The Corner

Economy & Business

Progressives to Joe Biden: You Should Try Printing More Money

President Joe Biden delivers remarks on the economy at Arcosa, a wind tower manufacturing facility, in Belen, N.M., August 9, 2023. (Jonathan Ernst/Reuters)

Joe Biden has a bunch of political problems, ranging from the crisis on the border to the divisions in his party over Israel, but the two biggest ones are his age and the economy. The sticker shock of post-Covid inflation followed by a higher price level for key products across the board is why Biden is deeply distrusted on the economy. The RealClearPolitics poll average currently shows his approval on the economy at 38.2 percent, with 59.2 percent disapproving. You don’t need an advanced degree in mathematics to grasp how bad that is. Biden’s short-lived effort to embrace “Bidenomics” as a label for this economy was such a disaster that even most Democrats have stopped trying to spin this.

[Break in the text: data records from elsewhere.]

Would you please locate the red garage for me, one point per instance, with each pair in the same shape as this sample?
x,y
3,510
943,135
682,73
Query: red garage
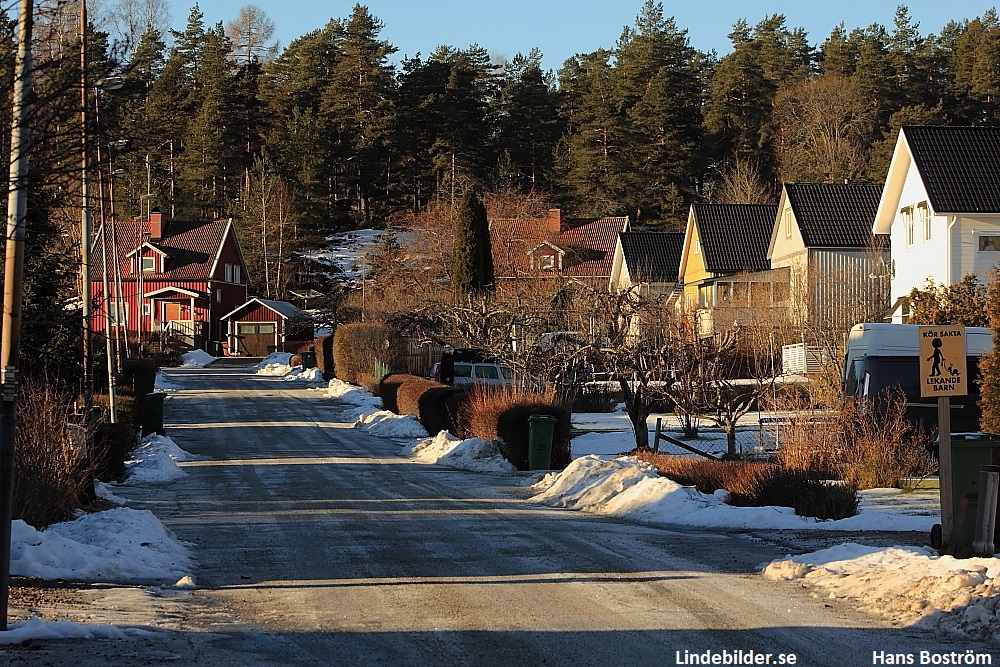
x,y
262,326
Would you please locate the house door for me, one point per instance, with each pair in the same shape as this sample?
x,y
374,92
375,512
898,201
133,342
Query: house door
x,y
257,338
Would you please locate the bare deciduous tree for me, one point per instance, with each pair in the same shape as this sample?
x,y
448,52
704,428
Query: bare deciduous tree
x,y
250,33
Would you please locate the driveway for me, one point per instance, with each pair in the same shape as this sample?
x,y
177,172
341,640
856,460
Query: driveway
x,y
321,545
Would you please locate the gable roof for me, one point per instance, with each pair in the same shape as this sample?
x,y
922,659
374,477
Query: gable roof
x,y
191,247
960,166
653,257
591,245
834,215
285,309
734,237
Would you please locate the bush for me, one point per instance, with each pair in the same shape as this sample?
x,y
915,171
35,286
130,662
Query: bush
x,y
51,470
754,484
503,411
358,347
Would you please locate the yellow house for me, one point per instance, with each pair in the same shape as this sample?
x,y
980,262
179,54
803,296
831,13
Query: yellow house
x,y
724,259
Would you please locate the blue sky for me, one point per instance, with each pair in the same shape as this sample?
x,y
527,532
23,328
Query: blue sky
x,y
562,28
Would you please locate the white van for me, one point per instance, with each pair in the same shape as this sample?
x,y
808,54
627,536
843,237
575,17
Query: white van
x,y
881,356
477,373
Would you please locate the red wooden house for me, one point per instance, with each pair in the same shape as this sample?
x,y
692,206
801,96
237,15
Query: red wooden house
x,y
169,277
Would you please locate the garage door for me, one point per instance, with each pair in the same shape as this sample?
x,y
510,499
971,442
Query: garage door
x,y
257,338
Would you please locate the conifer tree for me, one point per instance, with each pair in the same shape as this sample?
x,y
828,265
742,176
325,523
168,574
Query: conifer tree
x,y
473,265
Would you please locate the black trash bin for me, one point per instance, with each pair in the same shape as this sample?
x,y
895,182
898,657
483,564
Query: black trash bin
x,y
152,414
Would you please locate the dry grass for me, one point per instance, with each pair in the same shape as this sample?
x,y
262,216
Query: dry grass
x,y
51,467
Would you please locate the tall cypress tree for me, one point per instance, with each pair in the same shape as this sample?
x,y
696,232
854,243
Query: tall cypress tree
x,y
473,273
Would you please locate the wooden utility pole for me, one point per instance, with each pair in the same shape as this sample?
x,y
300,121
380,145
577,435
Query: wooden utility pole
x,y
10,346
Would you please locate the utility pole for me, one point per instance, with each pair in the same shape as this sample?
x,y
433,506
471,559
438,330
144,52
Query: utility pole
x,y
10,346
88,371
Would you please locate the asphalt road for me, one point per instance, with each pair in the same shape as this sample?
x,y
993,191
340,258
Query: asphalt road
x,y
321,545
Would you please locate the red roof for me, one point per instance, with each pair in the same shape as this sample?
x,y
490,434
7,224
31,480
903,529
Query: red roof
x,y
190,248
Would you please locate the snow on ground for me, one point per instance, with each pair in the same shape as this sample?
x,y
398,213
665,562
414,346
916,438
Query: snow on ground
x,y
154,461
277,364
119,545
196,359
471,454
910,585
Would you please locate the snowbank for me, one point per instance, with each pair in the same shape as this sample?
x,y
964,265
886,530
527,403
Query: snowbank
x,y
196,359
471,454
119,545
631,489
388,424
910,585
154,461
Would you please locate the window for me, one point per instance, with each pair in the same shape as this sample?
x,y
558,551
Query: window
x,y
907,214
925,219
487,372
989,243
116,311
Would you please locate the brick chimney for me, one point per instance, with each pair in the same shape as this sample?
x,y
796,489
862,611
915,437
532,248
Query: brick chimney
x,y
553,221
156,225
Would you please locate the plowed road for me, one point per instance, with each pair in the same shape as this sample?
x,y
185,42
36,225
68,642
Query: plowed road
x,y
318,544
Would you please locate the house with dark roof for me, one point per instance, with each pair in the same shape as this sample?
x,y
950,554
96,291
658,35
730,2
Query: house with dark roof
x,y
724,269
941,209
530,251
649,261
262,326
823,236
167,278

The most glaring economic misstep of Biden’s presidency was pouring additional trillions of dollars into the economy — and planning even more than that — at a time when post-Covid supply shortages and pent-up demand were already generating inflationary pressures around the world. So, what are progressives urging Biden to do? More unsustainable government spending:

Progressives have pitched Biden officials and Democratic leaders in recent months on endorsing a plan to expand Americans’ Social Security benefits. . . . Biden embraced Social Security expansion during the 2020 Democratic primary, proposing to boost benefits for the lowest-income retirees and shore up Social Security’s main trust fund by raising taxes on those making $400,000 or more a year.

This is presented entirely in 2024 campaign terms, that being the longest view that the 81-year-old Biden can take of anything. But more spending is the worst prescription possible under the circumstances. Moreover, who seriously believes that this would not be deficit spending? Progressives, of course, have about ten other ideas for new spending, all of which they propose to fund with the same revenue stream of increased taxes on the wealthiest Americans. Failure to learn the lessons of history is one thing, but you’d think at least somebody in this White House has a memory that stretches back as far as 2021–22.